IT'S A DAD'S LIFE:Experienceteaches us that there are, in real life and in the family, no absolutes, writes Adam Brophy
TONY PARSONS wrote of Julie Burchill: "Hell hath no fury like a first wife run to fat." It didn't go unnoticed. She countered in her autobiography with a description of losing her virginity to him as being "nasty, brutish, short".
These two were famously scathing. They met on the music paper NMEin the late 1970s, employed to cover the Punk movement, something with which they became synonymous.
Younger than anyone else on the staff, hiding (according to Parsons anyway, but it's quite hard to believe) their naivety behind big, noisy exteriors, they became allies, friends and finally lovers. They married, had a kid and, after seven years together, split.
They didn't go away though. Although they had long since finished up with NME, both continued to spew vitriol throughout the 1980s and 1990s, seemingly inspired by their self-made caricatures.
I used to read Burchill's film reviews in the Sunday Timesin the 1990s with a certain awe that she continued to do the job when she hated everything she saw. Then along came Pulp Fiction, which she couldn't help but like, and the spell was broken.
Parsons ranted in the Mirrorand various lads' mags before getting a serious TV break as the working-class, loudmouth hero on the Late Review, a position he held for three years before a shake-up in the style of the show caused him to quit.
Burchill is still sniping from the tall grass, spiky and full of teen attitude. Parsons, however, has become rich from writing a series of sentimental novels, usually focused on the power of relationship, whether it be between parent and child or man and wife, and always with an upbeat, positive outlook winning through in the end.
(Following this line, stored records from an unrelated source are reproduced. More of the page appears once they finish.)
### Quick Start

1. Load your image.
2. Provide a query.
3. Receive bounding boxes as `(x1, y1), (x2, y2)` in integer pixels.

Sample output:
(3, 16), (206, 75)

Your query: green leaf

I like that, because when it comes to writing about family it seems the happy-clappy Brady Bunch side of your psyche should triumph over the forces of cynicism and evil.
Good will out, blood is thicker than water, never take sides against the family, and other assorted cliches.
But it troubles me because the evidence that the Dark Side kicks ass is all around, yet we are supposed to believe that love conquers all in affairs of the family.
I feel like a hopeful convert staring at an altar. I want to believe, I really do, but all the evidence is stacked against this being the truth.
If I have a pet hate (there are many irritations but only a select few aspire to hate), it is absolutism. That's the way it is-ism. You'll find it a lot in middle-management, whereas the big guns tend to bodyswerve the absolutes.
You'll also find it in parents. We have to believe that our methods are working, that they are true to our core values, that we are raising children who can walk out into the world with their heads held high, safe in the knowledge that they have been brought up in a morally unambiguous hothouse of unimpeded direction.
We are certain in the paths we choose for our children. We are certain as we wander down every random tributary of our own, seeking any sign to assure us we're on the right one.
The manuals say that parenting is about consistency, about providing a secure, domestic environment where guidelines are enforced, consistently. But how many of us wake up every morning and wish for a different life?
Somewhere where you get to tell your boss what you think of him - physically, if you like - where your wife is a 21-year-old Brazilian lingerie model (and she isn't your wife), and your kids . . . well, they tend to be strangely absent from this kind of fantasy.
We live with variations on this theme running through our heads, and we still pronounce to other parents our utter confidence in the methods we adopt.
The more I experience of parenting, the more I feel it's like trading blows on the ropes. You have to duck and move.
It's painful and you're forever altering your perception, based on what's happening at a given moment - for you and your opponent/child/partner. The gameplan goes out the window, and the chances are that you're just as likely to be wrong as you are to be right.
So, while I'd like to buy into Parsons's wealth-generating philosophy, I think Burchill may be the more honest of the pair. Parsons's books, easy to read and often enjoyable, never seem to embrace the really nasty side of a protagonist, as if to do so would be to undermine the fabric of family.
But we all know that in the family is where we see the underbelly of every character. The family is where we learn that there are no absolutes.